During presidency of Islam Karimov, Mirziyoyeva, as well as all her family members, lived a private life and did not participate in official events for fear of possible persecution by the president. The first mention of Ziroat Mirziyoyeva appeared in Shavkat Mirziyoyev's official biography only in November 2016, when he became a presidential candidate after Karimov's death.

Later, as the wife of the president, she began to appear regularly in public and accompany Shavkat Mirziyoyev on international visits. According to Radio Ozodlik, Mirziyoyeva influences appointments in the Uzbek government, with her power is particularly strong in the Ministry of Health and the pharmaceutical sector.

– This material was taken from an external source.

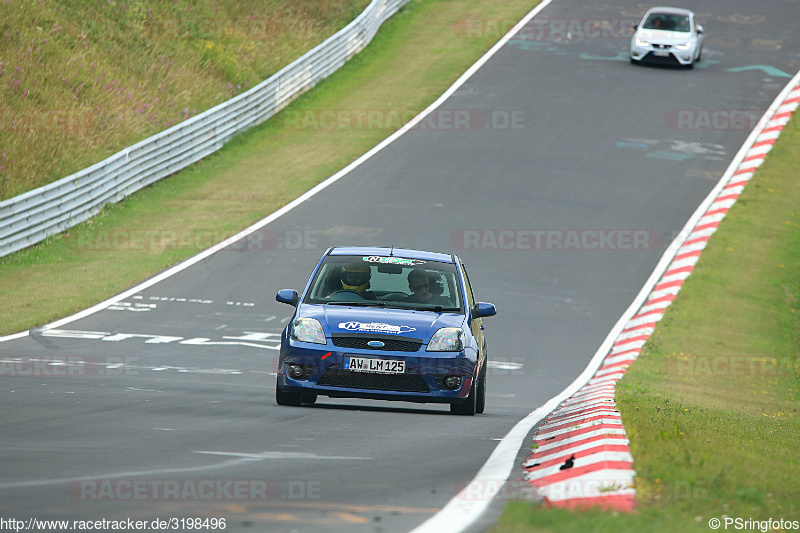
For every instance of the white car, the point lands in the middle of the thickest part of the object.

Mirziyoyeva is the Chairperson of the Board of Trustees of the 'Zamin' International Public Foundation, established in 2020. The foundation leads chariy projects as well as health care, education and inclusive environment initiatives in Uzbekistan. The first project of the foundation was the provision of material assistance to 5 thousand women in the amount of 5 billion sums.

== Family ==

Ziroat Mirziyoyeva has three children and six grandchildren. Her daughter Saida Mirziyoyeva (born 1984) has been Assistant to the President since August 2023 and thus holds the second most important post in Uzbekistan; her second daughter Shakhnoza Mirziyoyeva is First Deputy Director of the National Social Security Agency. Her son Miralisher was born in 2009.

Mirziyoyeva's sons-in-law Oybek Tursunov and Otabek Umarov are major businessmen who became rich after being related to the Mirziyoyev family.

Mirziyoyeva has a sister Saiyora Hoshimova and a brother Muhammad Hoshimov, who became co-owner of a number of large industrial enterprises during the reign of Shavkat Mirziyoyev. Saiyora's daughter Diora (Diyora) was married to the nephew of billionaire Alisher Usmanov, Babur Usmanov. A few years after his death in a road accident in 2013, Diora married Batyr Rakhimov, one of the richest men in Uzbekistan.